Cuaca hari ini nggak begitu bagus karena langit lagi mendung. Sebenernya gue agak males mau bangun cuma buat buka mata, apalagi bangun buat mandi dan berangkat sekolah. Akhirnya gue meniatkan diri bangun untuk memulai hari dengan mandi dan sarapan.
Untuk make up, gue cuma pake bedak bayi tambah lipbalm biar keliatan seger aja. Udah gitu doang. Beralih ke seragam. Tinggal pake seragam. Karena mendung, angin yang lewat jadi dingin. Jadi gue memutuskan untuk bawa jaket. Dipake nanti kalo angin makin dingin.
Saatnya buat sarapan. Dapur gue lumayan menjorok ke belakang. Sedangkan kamar gue diujung depan. Kalo ada orang ketok pintu depan bisa kedengeran sampe kamar gue. Karena cuma kebatesan dinding kamar sama dinding ruang tamu. Rumah gue nggak ada lantai duanya. Cuma bedanya luas dan melebar.
Karena orang-orang nggak dirumah, gue masak nasi di microwave. Rice cooker cuma dipake kalo ada orang atau lagi kumpul-kumpul. Nakar air sama beras itu susah kalo cuma sedikit masaknya. Untuk lauk gue angetin lagi ayam goreng yang gue buat semalam. Biar nggak terlalu seret, gue tambahin sayur sawi putih yang direbus sebentar. Sederhana bukan?.
Selesai makan, langsung gue cuci peralatan makan. Karena kalo nunggu pulang sekolah, gue bakal tepar dan bangun sekitar jam 7 an. Dan lupa kalo punya piring kotor. Padahal cuma satu piring sama sendok.
Udah siap segalanya. Gue udah bener-bener siap untuk berangkat. Mungkin karena pagi ini dingin atau hal lain, jalanan jadi sepi. Paling satu-dua orang yang lewat. Abis itu sepi lagi. Biasanya gue naik bus umum, tapi hari ini gue pengen jalan kaki, meskipun udara jadi dua kali lebih dingin.
Jarak rumah ke sekolah cuma butuh lima belas menit jalan kaki. Kalo naik bus bisa tiga puluh menitan karena harus berhenti di banyak tempat. Harus bangun lebih pagi kalo mau naik bus umum.
Sekarang jam tujuh kurang seperempat. Sekolah udah rame karena bocah lari-lari ke sana kemari. Tepat setelah naik tangga, gue jalan di koridor. Seperti biasa koridor selalu dipenuhi manusia yang nggak tau kenapa kerjaan mereka cuma berdiri disitu.
"Pagi, Navya."
Segerombol cowok manggil gue. Dan kalian tahu gimana mereka manggil?. Nadanya mirip banget sama banci yang ada di lampu merah atau yang biasa nyanyi dipinggir jalan. Badan mereka emang kayak cowok pada umumnya, ganteng kaya cowo tapi nadanya bikin geli.
"Lo kayak banci tau."
Daripada gue pendem sendiri, gue bilang aja sekalian didepan orangnya.
"Ya kali ganteng-ganteng begini, dibilang banci."
"Lagian manggil orang nadanya begitu. Datar aja udah bagus."
"Lo pagi-pagi jangan cari masalah dong. Cewek tuh ngomongnya halus, jangan kasar-kasar."
Abis nada banci, keluarlah nada kayak ngajak ngomong bocil. Yang ada mereka kayak om-om pedo.
"Terserah guelah, mulut mulut gue."
"Lo jangan nantangin gue buat nonjok lo ya."

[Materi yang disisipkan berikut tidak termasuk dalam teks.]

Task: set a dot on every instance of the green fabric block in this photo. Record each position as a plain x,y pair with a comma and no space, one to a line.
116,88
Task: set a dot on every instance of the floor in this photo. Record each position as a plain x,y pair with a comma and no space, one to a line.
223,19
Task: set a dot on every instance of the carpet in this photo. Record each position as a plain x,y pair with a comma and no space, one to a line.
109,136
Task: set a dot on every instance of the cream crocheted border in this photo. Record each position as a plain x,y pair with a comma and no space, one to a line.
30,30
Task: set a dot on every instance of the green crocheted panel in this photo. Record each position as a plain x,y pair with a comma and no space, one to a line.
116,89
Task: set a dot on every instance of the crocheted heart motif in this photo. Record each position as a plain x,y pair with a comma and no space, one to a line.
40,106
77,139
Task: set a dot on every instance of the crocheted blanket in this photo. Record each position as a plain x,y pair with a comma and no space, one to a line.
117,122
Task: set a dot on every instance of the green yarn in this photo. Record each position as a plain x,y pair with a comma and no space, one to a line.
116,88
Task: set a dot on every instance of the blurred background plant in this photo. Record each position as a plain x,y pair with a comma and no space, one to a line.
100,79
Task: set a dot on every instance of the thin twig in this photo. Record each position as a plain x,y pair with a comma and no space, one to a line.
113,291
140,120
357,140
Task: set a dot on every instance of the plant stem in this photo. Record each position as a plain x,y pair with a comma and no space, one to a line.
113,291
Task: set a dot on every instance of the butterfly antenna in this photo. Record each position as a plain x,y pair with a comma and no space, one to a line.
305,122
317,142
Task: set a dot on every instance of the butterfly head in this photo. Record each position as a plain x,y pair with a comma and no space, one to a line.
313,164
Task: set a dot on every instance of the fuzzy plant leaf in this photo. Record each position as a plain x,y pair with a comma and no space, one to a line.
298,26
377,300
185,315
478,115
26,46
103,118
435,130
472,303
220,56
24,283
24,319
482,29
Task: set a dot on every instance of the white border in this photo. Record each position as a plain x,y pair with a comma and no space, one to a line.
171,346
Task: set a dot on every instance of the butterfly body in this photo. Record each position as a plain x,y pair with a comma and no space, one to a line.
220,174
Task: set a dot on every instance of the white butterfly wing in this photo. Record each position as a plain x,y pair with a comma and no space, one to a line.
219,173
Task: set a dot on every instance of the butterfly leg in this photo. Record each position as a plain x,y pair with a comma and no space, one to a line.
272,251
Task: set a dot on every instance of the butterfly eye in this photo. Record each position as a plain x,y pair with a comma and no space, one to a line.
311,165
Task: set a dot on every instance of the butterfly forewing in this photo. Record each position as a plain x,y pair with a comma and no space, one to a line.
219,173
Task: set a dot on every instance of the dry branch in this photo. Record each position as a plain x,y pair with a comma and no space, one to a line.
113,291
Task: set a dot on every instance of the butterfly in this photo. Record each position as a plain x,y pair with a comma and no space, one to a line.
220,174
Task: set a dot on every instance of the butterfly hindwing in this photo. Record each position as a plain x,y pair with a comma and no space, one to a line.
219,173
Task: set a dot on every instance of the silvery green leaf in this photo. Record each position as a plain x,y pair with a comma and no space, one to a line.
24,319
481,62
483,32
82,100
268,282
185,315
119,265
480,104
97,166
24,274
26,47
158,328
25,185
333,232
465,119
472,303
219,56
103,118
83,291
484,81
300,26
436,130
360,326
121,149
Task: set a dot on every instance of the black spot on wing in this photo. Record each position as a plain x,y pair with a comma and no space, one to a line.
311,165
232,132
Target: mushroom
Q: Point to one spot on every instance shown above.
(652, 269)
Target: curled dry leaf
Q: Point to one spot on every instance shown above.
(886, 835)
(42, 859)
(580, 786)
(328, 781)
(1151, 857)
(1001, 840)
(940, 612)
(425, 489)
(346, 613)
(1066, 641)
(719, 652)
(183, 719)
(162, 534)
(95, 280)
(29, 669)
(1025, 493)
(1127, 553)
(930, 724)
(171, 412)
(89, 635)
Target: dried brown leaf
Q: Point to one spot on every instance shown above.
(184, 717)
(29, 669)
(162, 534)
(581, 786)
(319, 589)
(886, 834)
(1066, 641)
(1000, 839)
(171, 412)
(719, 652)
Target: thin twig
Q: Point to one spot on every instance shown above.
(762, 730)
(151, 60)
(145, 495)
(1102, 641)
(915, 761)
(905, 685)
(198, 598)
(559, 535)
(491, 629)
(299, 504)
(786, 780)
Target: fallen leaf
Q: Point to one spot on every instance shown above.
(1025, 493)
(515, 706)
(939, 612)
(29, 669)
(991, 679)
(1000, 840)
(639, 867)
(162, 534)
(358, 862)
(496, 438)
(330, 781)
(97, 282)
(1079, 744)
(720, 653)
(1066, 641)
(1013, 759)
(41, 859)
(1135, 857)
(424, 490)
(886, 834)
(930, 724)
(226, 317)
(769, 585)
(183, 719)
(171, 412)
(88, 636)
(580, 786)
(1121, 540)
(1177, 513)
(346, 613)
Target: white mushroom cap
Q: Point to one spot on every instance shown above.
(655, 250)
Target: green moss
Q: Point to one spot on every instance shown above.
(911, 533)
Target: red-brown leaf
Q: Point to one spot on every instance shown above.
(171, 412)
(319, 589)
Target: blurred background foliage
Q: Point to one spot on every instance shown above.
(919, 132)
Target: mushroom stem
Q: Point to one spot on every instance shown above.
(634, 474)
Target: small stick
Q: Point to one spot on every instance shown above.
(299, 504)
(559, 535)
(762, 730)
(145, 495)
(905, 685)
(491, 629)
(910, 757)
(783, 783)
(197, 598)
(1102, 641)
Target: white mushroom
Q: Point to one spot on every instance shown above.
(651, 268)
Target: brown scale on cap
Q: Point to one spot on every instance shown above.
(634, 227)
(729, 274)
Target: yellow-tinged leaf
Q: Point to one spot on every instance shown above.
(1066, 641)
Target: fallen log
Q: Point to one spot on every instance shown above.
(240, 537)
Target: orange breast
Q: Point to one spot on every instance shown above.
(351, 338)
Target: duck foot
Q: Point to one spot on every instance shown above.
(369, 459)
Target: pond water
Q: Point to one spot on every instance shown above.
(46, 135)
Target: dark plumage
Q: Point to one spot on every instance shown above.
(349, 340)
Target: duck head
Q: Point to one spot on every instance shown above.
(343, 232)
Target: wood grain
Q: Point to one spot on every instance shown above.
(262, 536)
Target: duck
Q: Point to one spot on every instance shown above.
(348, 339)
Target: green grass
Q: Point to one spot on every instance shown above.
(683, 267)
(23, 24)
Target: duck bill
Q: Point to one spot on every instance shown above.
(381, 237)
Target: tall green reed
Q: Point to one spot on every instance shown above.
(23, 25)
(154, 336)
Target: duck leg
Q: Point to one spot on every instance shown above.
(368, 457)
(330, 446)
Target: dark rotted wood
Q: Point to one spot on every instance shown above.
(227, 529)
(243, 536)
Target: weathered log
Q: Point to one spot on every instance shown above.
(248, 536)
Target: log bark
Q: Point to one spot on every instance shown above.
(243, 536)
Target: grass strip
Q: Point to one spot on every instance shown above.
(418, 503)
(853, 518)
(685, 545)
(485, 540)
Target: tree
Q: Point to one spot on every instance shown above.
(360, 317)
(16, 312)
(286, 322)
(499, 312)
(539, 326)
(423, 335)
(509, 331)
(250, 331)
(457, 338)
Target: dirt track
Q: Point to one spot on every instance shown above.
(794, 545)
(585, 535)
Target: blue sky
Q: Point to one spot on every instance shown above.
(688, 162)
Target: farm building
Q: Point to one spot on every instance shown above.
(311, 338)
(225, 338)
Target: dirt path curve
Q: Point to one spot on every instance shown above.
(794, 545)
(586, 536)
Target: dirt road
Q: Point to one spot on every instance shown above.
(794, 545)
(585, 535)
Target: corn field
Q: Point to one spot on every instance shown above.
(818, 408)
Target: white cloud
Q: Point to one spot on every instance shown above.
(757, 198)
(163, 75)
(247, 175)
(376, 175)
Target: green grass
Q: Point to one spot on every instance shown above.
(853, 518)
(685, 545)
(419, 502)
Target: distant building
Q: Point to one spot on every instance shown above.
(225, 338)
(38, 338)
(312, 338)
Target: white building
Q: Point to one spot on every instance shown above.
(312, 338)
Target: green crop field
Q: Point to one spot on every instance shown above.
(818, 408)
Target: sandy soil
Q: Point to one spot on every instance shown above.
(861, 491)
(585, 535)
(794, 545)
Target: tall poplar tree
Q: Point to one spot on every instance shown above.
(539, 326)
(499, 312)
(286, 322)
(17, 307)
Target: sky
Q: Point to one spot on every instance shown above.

Mukanya udah siap buat berangkat perang. Dia yang duluan, dia juga yang marah. Aneh emang.
"Ada apa ini?."
"Nggak tau, Pak. Dia yang duluin."
"Sudah. Kalian semua bubar."
Cuma ribut kecil doang padahal, tapi yang nonton seantero sekolah. Nggak ada kerjaan apa mereka.
Karena bel udah bunyi, gue masuk kelas. Dan beruntunglah kelas gue, baru lima belas menit masuk wali kelas ngomong kalo beberapa guru akan dikirim ke seminar. Termasuk wali kelas gue. Pecahlah kelas gue kayak kapal tumpah di pelabuhan.
Gue sih bodo amat. Mau ada tugas sekalipun kadang juga nggak gue kerjain. Nunggu deadline baru dikerjain semalem suntuk. Gue anaknya nggak pinter-pinter banget dan nggak duduk banget.
Nggak tau mau ngapain, gue mau lanjutin nge-game tembak-tembakan yang semalem belum tamat.
Lagi asik main tiba-tiba Bu Risa, guru kelas sebelah dateng dengan tugas yang lumayan menggunung.
"Selamat pagi, anak-anak."
"Pagi, Bu." Muka anak-anak langsung lecek kayak cucian belum disetrika.
"Karena hari ini Pak Erwin sedang seminar, beliau menitipkan tugas bahasa Indonesia kepada saya. Saya tahu kalian pasti malas mengerjakan, tapi ini untuk nilai rapot kalian. Khusus untuk hari ini, saya membebaskan kalian untuk mengerjakan tugasnya, asalkan tengat waktu pengumpulan jam dua siang sudah ada dimeja saya."
"Beneran, Bu?."
"Ya, saya serius. Khusus hari ini saja."
"Makasih, Bu." Seketika satu kelas bersorak gembira. Termasuk gue.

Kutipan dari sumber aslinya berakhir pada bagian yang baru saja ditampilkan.